Mリーグファイナル、残り4試合で、初戦BEAST中田さんが見事なトップ。素晴らしい試合だった。

 そして第2試合、3チーム崩壊で風林火山が優勝を決定づけるトップ。

 

 勝叉さんの手組が老練なのもあるし、所作に隙がない。そう、所作に隙がないから聴牌の気配も見せない。

 あんなドラ3枚目の南をツモって1ピン単騎になった瞬間に、東城さんがその1ピンを引いてきてしまう。

 これはもう、神様が風林火山を認めた証拠なんだろう。

 東城さんは、2位でダメだったのかな。

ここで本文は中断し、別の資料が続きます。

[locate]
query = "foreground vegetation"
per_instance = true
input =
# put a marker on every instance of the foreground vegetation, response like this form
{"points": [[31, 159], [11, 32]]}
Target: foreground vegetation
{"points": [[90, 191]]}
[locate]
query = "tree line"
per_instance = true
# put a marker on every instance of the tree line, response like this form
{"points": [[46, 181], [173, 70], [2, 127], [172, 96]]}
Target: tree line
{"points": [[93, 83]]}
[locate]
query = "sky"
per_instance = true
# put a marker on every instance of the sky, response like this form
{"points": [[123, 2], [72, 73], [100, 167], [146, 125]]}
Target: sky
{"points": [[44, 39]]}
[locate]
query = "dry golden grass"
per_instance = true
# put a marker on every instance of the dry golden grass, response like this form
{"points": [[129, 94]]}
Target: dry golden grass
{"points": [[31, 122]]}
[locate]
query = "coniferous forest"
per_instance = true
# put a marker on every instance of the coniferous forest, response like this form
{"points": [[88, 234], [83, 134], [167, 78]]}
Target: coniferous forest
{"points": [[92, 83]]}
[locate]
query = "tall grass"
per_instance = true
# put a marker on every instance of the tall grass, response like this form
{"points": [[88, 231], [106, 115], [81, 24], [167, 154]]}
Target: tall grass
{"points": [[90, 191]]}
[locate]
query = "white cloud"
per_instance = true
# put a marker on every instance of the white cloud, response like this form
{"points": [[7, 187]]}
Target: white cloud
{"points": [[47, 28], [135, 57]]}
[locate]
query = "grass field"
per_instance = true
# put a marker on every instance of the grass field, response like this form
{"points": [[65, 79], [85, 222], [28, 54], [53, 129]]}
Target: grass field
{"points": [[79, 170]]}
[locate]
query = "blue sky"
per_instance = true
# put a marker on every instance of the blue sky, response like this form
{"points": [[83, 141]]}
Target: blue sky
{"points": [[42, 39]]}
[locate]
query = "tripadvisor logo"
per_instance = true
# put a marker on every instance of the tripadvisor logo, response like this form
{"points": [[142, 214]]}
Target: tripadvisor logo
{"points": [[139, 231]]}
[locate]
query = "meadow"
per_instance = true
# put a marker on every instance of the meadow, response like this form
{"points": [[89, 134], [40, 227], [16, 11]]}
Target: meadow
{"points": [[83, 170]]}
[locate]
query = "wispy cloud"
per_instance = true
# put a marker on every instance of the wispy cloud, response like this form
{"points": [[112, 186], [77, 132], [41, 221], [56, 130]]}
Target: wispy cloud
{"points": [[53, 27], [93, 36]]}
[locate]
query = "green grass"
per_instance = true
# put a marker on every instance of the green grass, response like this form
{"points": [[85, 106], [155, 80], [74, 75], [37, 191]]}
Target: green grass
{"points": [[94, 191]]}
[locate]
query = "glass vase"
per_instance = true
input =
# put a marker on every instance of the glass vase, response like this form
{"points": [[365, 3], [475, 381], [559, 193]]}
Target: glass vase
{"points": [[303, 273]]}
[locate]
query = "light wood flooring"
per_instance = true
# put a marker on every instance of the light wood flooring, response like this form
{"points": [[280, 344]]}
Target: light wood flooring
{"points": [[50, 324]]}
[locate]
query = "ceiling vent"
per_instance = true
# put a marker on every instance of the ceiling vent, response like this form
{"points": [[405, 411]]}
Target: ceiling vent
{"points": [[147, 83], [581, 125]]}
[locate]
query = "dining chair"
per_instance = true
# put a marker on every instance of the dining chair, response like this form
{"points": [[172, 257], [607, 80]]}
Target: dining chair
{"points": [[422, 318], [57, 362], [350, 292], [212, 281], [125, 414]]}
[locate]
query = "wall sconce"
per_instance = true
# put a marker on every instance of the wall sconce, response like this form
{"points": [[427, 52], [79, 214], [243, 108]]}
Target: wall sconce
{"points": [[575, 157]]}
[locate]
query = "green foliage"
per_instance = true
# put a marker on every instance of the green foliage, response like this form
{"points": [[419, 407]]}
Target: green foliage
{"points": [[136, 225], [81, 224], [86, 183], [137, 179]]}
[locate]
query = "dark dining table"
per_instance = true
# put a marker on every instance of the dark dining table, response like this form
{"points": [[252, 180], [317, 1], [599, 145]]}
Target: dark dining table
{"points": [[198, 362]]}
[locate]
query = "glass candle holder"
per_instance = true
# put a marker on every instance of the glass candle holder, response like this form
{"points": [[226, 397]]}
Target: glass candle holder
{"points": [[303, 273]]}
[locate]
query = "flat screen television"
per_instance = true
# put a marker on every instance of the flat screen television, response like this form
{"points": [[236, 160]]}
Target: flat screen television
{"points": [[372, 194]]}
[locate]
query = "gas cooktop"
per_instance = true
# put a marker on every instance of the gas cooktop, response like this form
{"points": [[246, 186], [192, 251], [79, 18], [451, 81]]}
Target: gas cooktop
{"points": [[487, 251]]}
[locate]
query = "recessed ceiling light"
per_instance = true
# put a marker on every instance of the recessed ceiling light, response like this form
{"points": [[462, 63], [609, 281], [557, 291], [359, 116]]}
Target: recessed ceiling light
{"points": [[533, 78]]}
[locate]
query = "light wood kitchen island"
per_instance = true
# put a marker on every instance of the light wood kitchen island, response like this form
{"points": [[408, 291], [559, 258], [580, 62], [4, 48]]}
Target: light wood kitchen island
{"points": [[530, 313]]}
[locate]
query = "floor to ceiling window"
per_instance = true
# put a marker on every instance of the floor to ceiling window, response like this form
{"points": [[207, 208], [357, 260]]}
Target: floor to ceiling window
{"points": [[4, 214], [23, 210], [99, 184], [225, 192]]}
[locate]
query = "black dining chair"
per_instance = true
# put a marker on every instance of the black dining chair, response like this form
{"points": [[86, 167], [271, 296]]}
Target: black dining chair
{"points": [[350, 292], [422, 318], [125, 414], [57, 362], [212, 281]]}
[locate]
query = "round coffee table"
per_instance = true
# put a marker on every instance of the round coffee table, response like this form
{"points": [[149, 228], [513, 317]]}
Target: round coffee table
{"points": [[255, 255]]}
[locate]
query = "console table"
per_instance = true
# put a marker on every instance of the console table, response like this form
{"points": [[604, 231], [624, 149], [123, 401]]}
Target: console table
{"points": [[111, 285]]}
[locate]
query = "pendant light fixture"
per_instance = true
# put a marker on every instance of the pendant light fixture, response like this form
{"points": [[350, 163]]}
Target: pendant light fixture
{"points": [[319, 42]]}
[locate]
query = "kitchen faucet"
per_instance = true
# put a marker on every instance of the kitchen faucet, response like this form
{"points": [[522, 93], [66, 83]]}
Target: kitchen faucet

自分がトップ取ってやろうとやりすぎて失敗する典型的な結果になってしまった。

 あの1ピンを止めるようでは麻雀下手だと仲林さんあたりに批判されそうだが、そして結果論になってしまうが、結果的にその時の方針が、全てを終わらせてしまったのだろう。

 勝負あり。

 

 第1試合で中田さんにトップを取られ、優勝がなくなった格闘倶楽部と雷電、第2試合はもはや個人戦。

 結局、3チームがバラバラだったから、風林火山のやりたい放題。

 少し前に、独走BEASTを抑えようと、勝叉さんが2位でもいいから大介さんを4位に押さえつけた。

 昨年のファイナルでも、フェニックスを押さえつけようと3チームが結託した。

 そんな呉越同舟が、今の格闘倶楽部や雷電の選手にはできない。優勝できない理由だろう。

 

 唯一、萩原さんが4萬を捨てて「他のチームに任せる」老練な一手を魅せた。あの選択は、第2試合の選手では、無理だろう。目標がバラバラだったから。

 

 自分が2位でも明日の選手がトップ取れる、と信じられるかどうか。

 サッカー日本代表で言えば、三苫選手が欠場でも勝ち進めると選手たちが信じていけるか、みたいな感じだろう。

 その、信頼感の差が,この結果を生み出した気がする。

 

 最終日は消化試合になってしまったが、これが普通なのだろう。

 昨年のファイナルが奇跡だっただけで、条件戦に集中できる選手だったのだから。

 

 風林火山は優勝に値するチームだった。